Tuesday, February 21, 2023

“Beware False Prophets!”

I have no love for Joel Osteen, but there isn’t a word of this that is even close to being true. Indeed, the thread reads like one on my local NextDoor: a farrago of ignorance.  No. Lakewood bought the Compaq Center 20 years ago. And no, Osteen doesn't pay himself $54 million a year out of the church. The church doesn’t generate nearly that kind of money.

I do like the “I heard” portion of that. If Osteen spent that much, he grossly overspent. The construction cost of the building in 2021 dollars is $165 million. And pastors pay income tax on their income. The idea they don’t, or only do when they “go to other churches” (which are not obligated to pay; it’s an honorarium of usually a minimal amount), is just farcical. (And when does Osteen preach in other churches?) So is this:
This is purely ignorant drivel. This is the ignorance of a man who has no clue how the tax system works, but imagines it screws only him and leaves everybody else alone.  That's a form of narcicissm:  everybody gets away with it but me!

Even Snopes says Osteen's net worth is estimated at between $40 million and $100 million, and most of his income is from book sales (as Osteen himself says) (that bit above about the garage full of exotic cars is bullshit, too). At $54 million a year, his net worth by now would be closer to Elon Musk's. And it isn't; not nearly.

Osteen is a businessman, and his business is selling a very weak form of Christianity that mostly sells self-satisfaction.  Lakewood is the extreme example of the Church of Meaning and Belonging.  There is no sacrifice involved at all, just the satisfaction that God wants you to get rich.  To be fair, I don't know too many Christian denominations or preachers who preach "Damn you, rich!  You already have your consolation!"  But even those churches are more known for their charity than Osteen's church.  Lakewood is not known as a paragon of charity, let me put it that way.

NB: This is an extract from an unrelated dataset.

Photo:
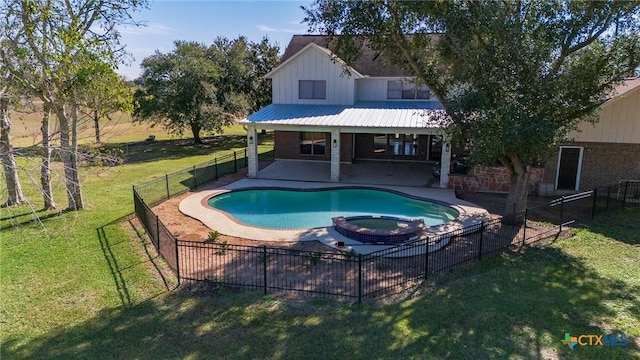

I had one random and all but chance encounter with his church when I was in active ministry and his church was near a public housing unit the local UCC churches own and operate here in Houston.  Mr. Osteen's church, under his father, had been regular donors of turkeys at Thanksgiving (or was it Christmas?) to the residents of the units.  Sometime after Mr. Osteen took over for his deceased father the church decided the residents should drive to the church to get the turkeys, rather than await delivery.  This most couldn't do, as they didn't have cars or were working when the church was willing to hand out the birds; so the local UCC churches had to take up the slack.  It wasn't long after that Mr. Osteen moved operations to downtown Houston, and all hope of turkey charity from Mr. Osteen's congregation for the residents of the housing unit stopped together, as the poet put it.

If you want to know what I think of him, my opinions have been expressed freely around here, though not recently; but those opinions haven't really changed.  This kind of claptrap, however, especially when its repeated credulously by people who should be more skeptical of such outlandish claims, is just annoying.  Especially when it's used to claim all churches are money pits who collect coin without paying any taxes, and revel in their wealth because of their status as charities.  What can I say?  That kind of stupid just annoys the shit out of me.